Looking for a layman's explanation of how to manually calculate log odds?

Question

I will start that I am not as math oriented as I would like to and could use a layman's / non-staticians explanation walk through of how to calculate the log odds.

I am reading Hosmer, Lemeshow, and Sturdivant's Appliged Logistical Regression which is helpful, but I could use a primer / tutorial to help solidify the concepts for me.

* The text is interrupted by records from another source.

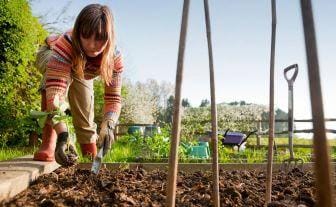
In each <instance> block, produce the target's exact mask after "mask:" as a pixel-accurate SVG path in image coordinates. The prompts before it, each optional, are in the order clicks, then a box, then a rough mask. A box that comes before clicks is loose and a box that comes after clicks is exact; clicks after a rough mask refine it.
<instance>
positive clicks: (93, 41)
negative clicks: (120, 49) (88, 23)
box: [80, 35, 107, 57]
mask: <svg viewBox="0 0 336 207" xmlns="http://www.w3.org/2000/svg"><path fill="white" fill-rule="evenodd" d="M80 41H81V44H82V47H83V50H84V52H85V54H86V55H87V56H89V57H97V56H98V55H99V54H100V53H102V52H103V51H104V49H105V47H106V45H107V41H105V40H96V38H95V35H92V36H91V37H89V38H84V37H82V35H81V36H80Z"/></svg>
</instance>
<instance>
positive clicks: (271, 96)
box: [265, 0, 276, 205]
mask: <svg viewBox="0 0 336 207" xmlns="http://www.w3.org/2000/svg"><path fill="white" fill-rule="evenodd" d="M275 3H276V2H275V0H272V40H271V41H272V42H271V60H270V100H269V101H270V102H269V135H268V136H269V139H268V155H267V174H266V195H265V202H266V205H267V204H268V203H270V202H271V193H272V165H273V142H274V51H275V35H276V5H275Z"/></svg>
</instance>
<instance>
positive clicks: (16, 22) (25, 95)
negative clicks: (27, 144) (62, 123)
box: [0, 0, 47, 146]
mask: <svg viewBox="0 0 336 207" xmlns="http://www.w3.org/2000/svg"><path fill="white" fill-rule="evenodd" d="M46 35H47V32H46V31H45V30H44V29H43V28H42V26H41V24H40V23H39V22H38V19H37V18H36V17H33V16H32V13H31V9H30V7H29V4H28V2H27V1H25V0H3V1H0V93H1V96H2V98H1V99H0V117H1V118H0V119H1V121H0V142H1V144H2V146H4V145H17V144H22V143H25V142H26V141H27V138H28V134H29V131H31V129H32V128H35V126H36V123H35V122H34V121H33V120H30V119H27V117H28V116H29V112H30V110H38V109H39V103H40V96H39V93H38V88H39V82H40V79H41V74H39V72H38V70H37V69H36V68H35V67H34V64H33V62H34V59H35V52H36V50H37V47H38V45H39V43H41V42H42V41H43V40H44V38H45V37H46Z"/></svg>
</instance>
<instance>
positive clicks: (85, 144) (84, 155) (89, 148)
mask: <svg viewBox="0 0 336 207" xmlns="http://www.w3.org/2000/svg"><path fill="white" fill-rule="evenodd" d="M80 147H81V151H82V155H83V156H84V157H88V158H89V159H91V160H93V158H94V157H95V156H96V155H97V146H96V143H89V144H80Z"/></svg>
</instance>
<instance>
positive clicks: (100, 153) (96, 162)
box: [91, 147, 103, 175]
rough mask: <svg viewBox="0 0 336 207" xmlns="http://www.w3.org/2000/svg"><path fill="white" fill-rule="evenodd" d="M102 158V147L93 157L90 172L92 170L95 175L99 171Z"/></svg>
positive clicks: (98, 171)
mask: <svg viewBox="0 0 336 207" xmlns="http://www.w3.org/2000/svg"><path fill="white" fill-rule="evenodd" d="M102 159H103V147H102V148H100V149H99V151H98V154H97V156H96V157H95V158H94V160H93V163H92V167H91V172H93V173H94V174H96V175H97V174H98V173H99V170H100V167H101V163H102Z"/></svg>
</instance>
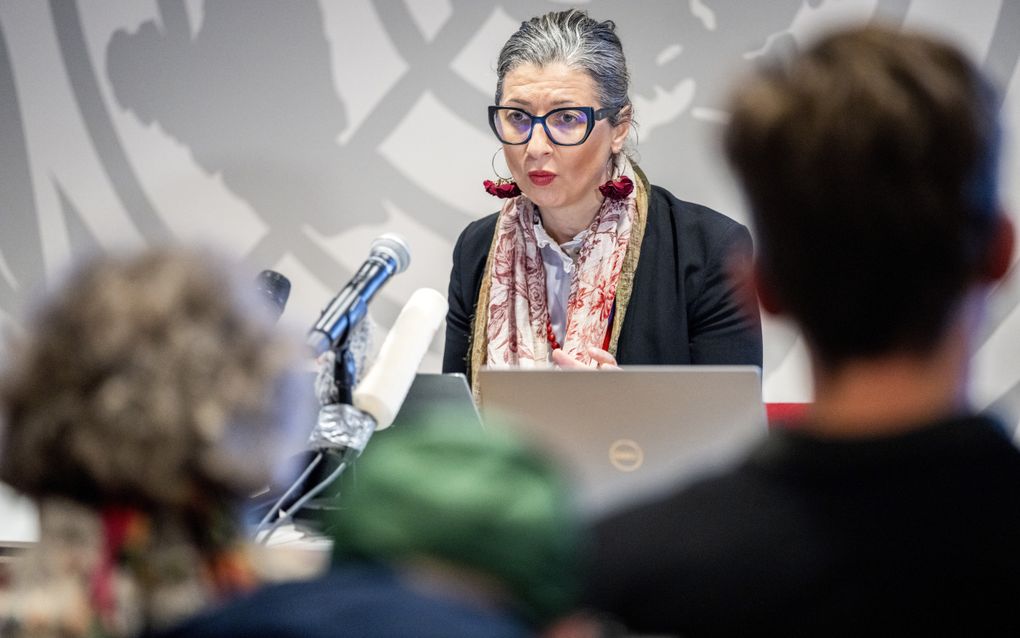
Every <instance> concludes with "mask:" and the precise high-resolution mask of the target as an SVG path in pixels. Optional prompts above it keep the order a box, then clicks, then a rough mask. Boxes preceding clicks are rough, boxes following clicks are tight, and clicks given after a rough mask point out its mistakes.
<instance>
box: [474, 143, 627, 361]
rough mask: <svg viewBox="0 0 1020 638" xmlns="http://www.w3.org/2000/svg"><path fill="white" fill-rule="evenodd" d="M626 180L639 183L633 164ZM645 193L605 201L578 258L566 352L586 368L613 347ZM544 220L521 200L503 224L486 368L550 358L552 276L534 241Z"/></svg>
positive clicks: (502, 221)
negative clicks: (633, 178)
mask: <svg viewBox="0 0 1020 638" xmlns="http://www.w3.org/2000/svg"><path fill="white" fill-rule="evenodd" d="M622 175H625V176H627V177H629V178H631V179H633V168H632V166H631V164H630V162H629V161H627V160H626V159H625V158H624V159H623V167H622ZM637 190H639V189H635V190H634V192H632V193H630V195H629V196H627V197H626V198H625V199H622V200H613V199H609V198H606V199H605V200H604V201H603V204H602V207H601V208H600V209H599V212H598V213H597V214H596V216H595V218H594V219H593V220H592V224H591V225H590V226H589V229H588V230H589V233H588V235H586V236H585V237H584V240H583V243H582V244H581V247H580V251H579V253H578V256H577V267H575V268H574V272H573V279H572V281H571V285H570V298H569V300H568V302H567V307H566V311H567V321H566V334H565V336H564V339H563V350H564V351H565V352H566V353H567V354H568V355H570V356H572V357H574V358H576V359H577V360H579V361H581V362H583V363H590V362H591V356H590V355H589V353H588V348H589V347H590V346H596V347H600V348H601V347H603V344H604V343H605V339H606V331H607V330H608V329H609V318H610V316H611V315H612V313H613V304H614V302H615V300H616V290H617V284H618V282H619V280H620V273H621V271H622V267H623V261H624V256H625V255H626V254H627V245H628V243H629V240H630V234H631V228H632V227H633V225H634V220H635V216H636V210H637V206H636V197H637ZM537 215H538V210H537V208H535V206H534V204H533V203H532V202H531V201H530V200H528V199H527V198H526V197H524V196H523V195H521V196H518V197H516V198H513V199H510V200H507V202H506V204H504V206H503V210H502V211H501V213H500V217H499V220H498V222H497V227H496V235H495V238H494V241H493V248H492V251H491V255H490V263H489V275H488V277H489V282H488V284H489V286H488V289H489V290H488V291H489V297H488V308H487V320H488V321H487V322H486V333H484V338H486V343H487V353H486V354H487V355H486V361H484V362H486V363H487V364H488V365H490V366H494V367H513V366H518V367H535V366H545V365H548V362H549V360H550V354H551V352H550V350H551V348H550V345H549V341H548V339H547V335H548V330H549V329H548V327H549V305H548V302H547V299H546V271H545V266H544V265H543V261H542V254H541V252H540V250H539V245H538V240H537V239H535V236H534V226H533V225H534V220H535V218H537ZM480 309H481V308H480V306H479V310H480Z"/></svg>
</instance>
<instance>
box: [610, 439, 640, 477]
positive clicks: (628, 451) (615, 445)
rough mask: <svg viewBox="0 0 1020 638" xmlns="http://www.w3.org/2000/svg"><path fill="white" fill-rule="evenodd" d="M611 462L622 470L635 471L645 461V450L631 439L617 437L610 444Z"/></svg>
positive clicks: (627, 471)
mask: <svg viewBox="0 0 1020 638" xmlns="http://www.w3.org/2000/svg"><path fill="white" fill-rule="evenodd" d="M609 462H611V463H612V464H613V467H614V468H616V469H617V470H619V471H620V472H633V471H634V470H637V469H639V468H641V467H642V463H644V462H645V451H644V450H643V449H642V448H641V446H640V445H637V443H636V442H634V441H631V440H630V439H617V440H616V441H614V442H613V444H612V445H610V446H609Z"/></svg>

Given something like the following equation (values randomly chosen): $$ \log\bigg(\frac \pi {(1-\pi)}\bigg) = 0.3211 + 0.27 X_1 + 0.732 X_2 $$ And the following information:

• Indicator Variable Group A $X_2 = 1$, Group B $X_2 = 0$.
• Sample Size 1000
• Likelihood Value for Model = 0.0598

How would I compute the following from the above information manually without using R or another application.

1. Log Odds for $X_1 = 3$ for each group.
2. Odds for $X_1 = 3$ for each group.
3. Probability $X_1 = 3$ for each group.

If I understand correctly the Log Odds is the $\ln(p/(1-p))$ and log-odds and odds are different; but I am NOT clear on how to apply the above information to calculate the above information and am looking for a step-by-step walk through that covers most of the steps required of how to apply this information and perform the calculation.

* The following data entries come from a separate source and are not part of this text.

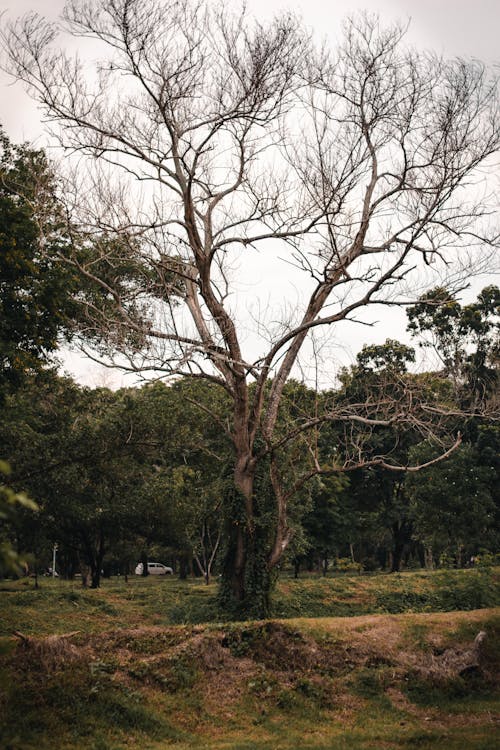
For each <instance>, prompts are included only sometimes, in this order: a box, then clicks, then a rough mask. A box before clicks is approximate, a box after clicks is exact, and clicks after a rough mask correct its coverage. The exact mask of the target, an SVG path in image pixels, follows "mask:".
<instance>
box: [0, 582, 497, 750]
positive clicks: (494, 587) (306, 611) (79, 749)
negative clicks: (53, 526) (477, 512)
mask: <svg viewBox="0 0 500 750" xmlns="http://www.w3.org/2000/svg"><path fill="white" fill-rule="evenodd" d="M214 593H215V591H214V589H213V588H212V587H206V586H203V585H202V584H199V583H195V582H188V583H183V582H179V581H177V580H171V579H152V578H151V579H149V580H142V579H132V580H130V581H129V582H128V583H125V582H124V581H120V580H117V579H113V580H105V581H104V582H103V587H102V589H101V590H97V591H90V590H83V589H81V587H79V586H78V585H77V584H75V583H70V582H66V581H62V580H56V581H52V580H47V579H46V580H43V581H42V585H41V588H40V589H39V590H34V588H33V581H32V580H26V581H17V582H10V581H5V582H3V583H0V627H1V631H0V635H1V636H2V638H1V641H0V643H1V645H2V655H1V659H0V669H1V671H0V722H1V730H0V746H1V747H2V748H5V750H29V749H31V748H37V750H45V749H47V750H48V749H49V748H50V750H56V749H57V750H70V749H71V750H83V749H84V748H85V750H126V748H136V749H137V750H163V749H164V748H170V747H172V748H177V750H187V749H188V748H193V750H196V749H197V748H199V749H200V750H201V749H206V750H223V749H229V748H231V749H233V750H281V749H282V750H285V749H286V750H294V749H298V748H305V749H307V750H320V748H321V749H322V750H323V749H326V748H328V749H329V750H337V749H338V750H341V749H344V748H345V749H346V750H347V749H349V750H358V749H363V750H364V749H365V748H366V749H368V748H408V749H411V748H423V749H424V750H426V749H428V748H446V749H448V748H450V750H462V749H463V748H468V749H469V748H470V749H472V750H493V748H496V747H498V746H499V745H500V736H499V732H498V728H499V724H498V722H499V719H500V715H499V711H498V709H499V704H498V695H499V694H498V684H497V677H498V674H499V672H500V610H499V609H495V606H494V605H495V604H496V603H498V571H497V572H495V571H494V572H492V571H488V570H484V571H481V570H470V571H449V572H435V573H420V572H418V573H417V572H415V573H404V574H401V575H398V576H388V575H374V576H366V577H365V576H362V577H359V576H354V577H347V576H346V577H338V578H326V579H312V578H304V579H303V580H298V581H295V580H293V579H286V578H284V579H283V580H282V581H281V583H280V584H279V586H278V589H277V591H276V596H275V609H276V611H275V617H273V619H272V620H269V621H266V622H247V623H229V622H226V623H224V622H220V620H219V621H217V617H216V615H217V612H216V607H215V598H214ZM457 610H462V611H457ZM203 622H204V624H200V623H203ZM14 631H20V632H21V633H22V634H23V635H24V636H25V638H26V639H25V640H22V639H21V638H20V637H13V635H12V634H13V632H14ZM72 631H78V632H77V633H74V634H73V635H70V637H65V636H64V634H67V633H71V632H72ZM480 631H484V632H485V633H486V636H485V637H484V639H480V640H481V642H480V643H479V644H477V643H475V638H476V636H477V634H478V633H479V632H480Z"/></svg>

Note: While I am utilizing this to assist me in a class it is not part of an assignment or test and the equation is made up by me purely for example purposes as I feel I am in need of a starting point example as I've spent some time reading the book (particularly chapter 3) but it is not clicking like I need it to.

Answer 1

You are right that the "$\ln(p/(1−p))$" is the log odds. That means all you have to do to calculate the log odds is plug in the values you want for your $X$'s and do the arithmetic. Here is the calculation for #1:
\begin{align} \text{log odds}(X_1 = 3; A) &= 0.3211 + 0.27\times X_1 + 0.732\times X_2 \\ &= 0.3211 + 0.27\times 3\ \ \ + 0.732\times 1 \\ &= 0.3211 + 0.81\quad\quad\ \ + 0.732 \\ &= 1.8631 \\ \ \\ \text{log odds}(X_1 = 3; B) &= 0.3211 + 0.27\times X_1 + 0.732\times X_2 \\ &= 0.3211 + 0.27\times 3\ \ \ + 0.732\times 0 \\ &= 0.3211 + 0.81 \\ &= 1.1311 \\ \end{align} To get the odds from the log odds, you exponentiate the log odds. That means you raise the special number e ($\approx 2.718281828$) to the power of the log odds. Here is the calculation for #2:
\begin{align} \text{odds}(X_1 = 3; A) &= e^{1.8631} \\ &= 6.443681 \\ \ \\ \text{odds}(X_1 = 3; B) &= e^{1.1311} \\ &= 3.099064 \end{align} (Full disclosure: I used R to do the arithmetic on that one.)

To get the probability, you divide the odds by the quantity odds plus one. Here is the calculation for #3:
\begin{align} \text{probability}(X_1 = 3; A) &= \frac{6.443681}{6.443681 + 1} \\ \ \\ &= 0.8656579 \\ \ \\ \text{probability}(X_1 = 3; B) &= \frac{3.099064}{3.099064 + 1} \\ \ \\ &= 0.7560419 \end{align} (I used R for this one, too.)